Retrieving several time series datasets in one SQL query

I have a database table with product information that looks like this:

record_date product_code cost end_date
2020-02-15 X 5.0 2020-04-15
2020-02-15 Y 7.5 2020-05-20
2020-02-15 Z 9.2 2020-06-10
2020-02-16 X 5.1 2020-04-15
2020-02-16 Y 7.8 2020-05-20
2020-02-16 Z 9.0 2020-06-10

I need to find products based on specific criteria and then get their complete historical data. For example, I want to find the product that on 2020-02-15 had a cost closest to 5.2 and end date closest to 2020-04-20. Then I need all the time series data for that specific product.

Right now I am doing this in two steps. First I find the product ID with this query:

WITH filtered_data AS (
  SELECT *, 
    ABS(DATEDIFF(day, end_date, '2020-04-20')) AS day_difference,
    ABS(cost - 5.2) AS cost_difference
  FROM products 
  WHERE record_date = '2020-02-15'
  ORDER BY day_difference ASC, cost_difference ASC
)
SELECT TOP 1 product_code FROM filtered_data

Then I use that product code to get all historical records. But I need to do this for multiple products at once. Is there a way to write one SQL query that can handle several target criteria and return all the matching time series data together? This would be much faster than running separate queries for each target.

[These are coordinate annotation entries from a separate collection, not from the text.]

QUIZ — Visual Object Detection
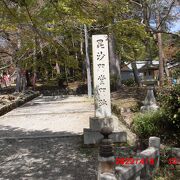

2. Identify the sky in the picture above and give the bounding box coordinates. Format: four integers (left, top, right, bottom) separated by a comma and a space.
170, 19, 180, 32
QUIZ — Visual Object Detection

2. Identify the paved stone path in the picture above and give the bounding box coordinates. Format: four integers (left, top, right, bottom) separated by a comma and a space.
0, 96, 98, 180
0, 96, 94, 137
0, 96, 136, 180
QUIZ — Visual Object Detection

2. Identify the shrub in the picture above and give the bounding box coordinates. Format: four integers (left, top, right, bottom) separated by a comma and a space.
157, 85, 180, 131
132, 110, 167, 138
122, 78, 136, 86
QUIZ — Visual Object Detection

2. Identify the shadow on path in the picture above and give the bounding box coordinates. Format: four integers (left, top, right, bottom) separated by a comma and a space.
0, 127, 98, 180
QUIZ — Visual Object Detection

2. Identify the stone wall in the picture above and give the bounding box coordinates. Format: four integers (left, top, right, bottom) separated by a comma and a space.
98, 137, 160, 180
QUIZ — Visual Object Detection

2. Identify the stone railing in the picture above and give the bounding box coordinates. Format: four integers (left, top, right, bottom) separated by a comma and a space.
98, 128, 160, 180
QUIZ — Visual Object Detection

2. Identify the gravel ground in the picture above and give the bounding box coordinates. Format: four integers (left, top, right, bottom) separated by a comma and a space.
0, 136, 98, 180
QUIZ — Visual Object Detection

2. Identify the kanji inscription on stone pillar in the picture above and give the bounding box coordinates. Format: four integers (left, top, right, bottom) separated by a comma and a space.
92, 35, 111, 118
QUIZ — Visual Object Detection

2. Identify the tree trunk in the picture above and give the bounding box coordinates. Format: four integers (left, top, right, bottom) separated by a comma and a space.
156, 2, 164, 86
55, 49, 60, 74
131, 61, 141, 87
32, 37, 37, 90
84, 24, 92, 97
109, 34, 121, 89
16, 67, 21, 92
80, 32, 86, 81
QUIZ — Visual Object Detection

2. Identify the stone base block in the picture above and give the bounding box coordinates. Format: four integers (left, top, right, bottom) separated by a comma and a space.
141, 104, 159, 112
84, 129, 127, 145
89, 117, 114, 131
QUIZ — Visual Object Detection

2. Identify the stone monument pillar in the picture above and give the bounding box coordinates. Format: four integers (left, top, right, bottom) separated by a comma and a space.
84, 35, 126, 144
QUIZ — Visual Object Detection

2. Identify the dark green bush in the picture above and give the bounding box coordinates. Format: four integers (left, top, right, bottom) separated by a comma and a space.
132, 110, 167, 138
122, 78, 136, 86
157, 85, 180, 131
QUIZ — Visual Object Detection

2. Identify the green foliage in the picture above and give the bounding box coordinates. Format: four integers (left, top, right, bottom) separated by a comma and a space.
157, 85, 180, 130
133, 110, 166, 138
172, 67, 180, 79
122, 78, 136, 86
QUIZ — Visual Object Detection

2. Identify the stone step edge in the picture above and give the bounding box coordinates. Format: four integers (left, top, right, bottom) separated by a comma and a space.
0, 92, 40, 116
0, 134, 83, 141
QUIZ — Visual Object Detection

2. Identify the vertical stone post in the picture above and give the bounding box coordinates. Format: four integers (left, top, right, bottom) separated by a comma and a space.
84, 35, 127, 145
140, 137, 160, 180
149, 136, 160, 169
92, 35, 111, 118
98, 127, 116, 180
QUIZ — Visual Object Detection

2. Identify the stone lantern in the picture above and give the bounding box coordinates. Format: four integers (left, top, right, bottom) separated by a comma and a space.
140, 61, 159, 112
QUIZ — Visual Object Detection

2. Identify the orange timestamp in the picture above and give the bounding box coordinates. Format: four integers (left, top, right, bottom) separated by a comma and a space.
116, 158, 155, 165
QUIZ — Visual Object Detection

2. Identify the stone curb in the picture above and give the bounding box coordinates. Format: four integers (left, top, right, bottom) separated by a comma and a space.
0, 134, 83, 141
0, 92, 40, 116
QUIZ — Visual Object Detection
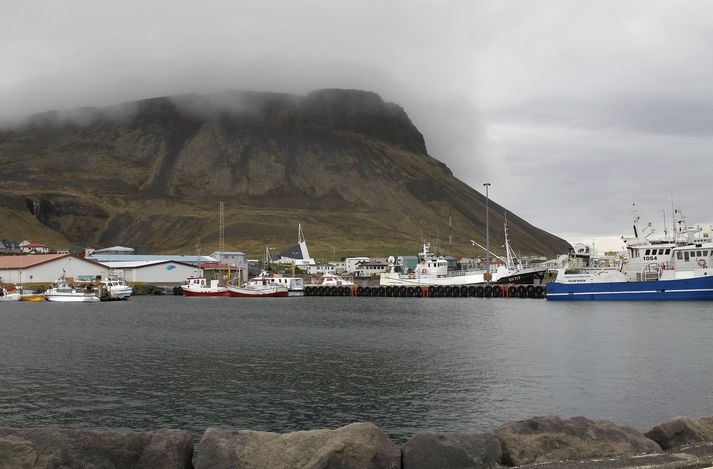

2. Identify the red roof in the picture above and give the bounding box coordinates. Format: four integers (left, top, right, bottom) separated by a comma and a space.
198, 262, 237, 270
0, 254, 105, 269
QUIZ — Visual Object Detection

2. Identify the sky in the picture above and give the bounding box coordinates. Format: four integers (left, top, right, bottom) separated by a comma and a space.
0, 0, 713, 249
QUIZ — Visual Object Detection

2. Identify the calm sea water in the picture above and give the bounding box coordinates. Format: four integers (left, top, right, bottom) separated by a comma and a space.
0, 297, 713, 442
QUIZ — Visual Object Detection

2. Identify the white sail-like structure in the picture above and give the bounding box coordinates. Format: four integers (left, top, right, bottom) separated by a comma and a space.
277, 223, 316, 267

this is super interesting! have you thought about using window functions like ROW_NUMBER() to rank products based on your criteria? then it could help you join back the historical data. what database system are you on? i hear they all have their quirks!

You can do this with one query using a CTE to rank products, then join back for the historical data. Use ROW_NUMBER() OVER (PARTITION BY …) to handle multiple scenarios at once. Here’s how: build a CTE that calculates distance metrics and ranks products for each criteria set, then join the ranked results back to your main table on product_code to pull the full time series. Structure your input criteria as a table or VALUES clause with target costs and dates, cross join with your filtered data, then apply the ranking. This cuts out multiple database trips and really speeds things up when you’re working with lots of target criteria.

try CROSS APPLY with a table of your target criteria. put all your target costs/dates in a VALUES clause, then cross apply that with your ranking logic. you’ll get one query that finds the best match for each criteria set and pulls the full history. it’s a bit tricky but works well.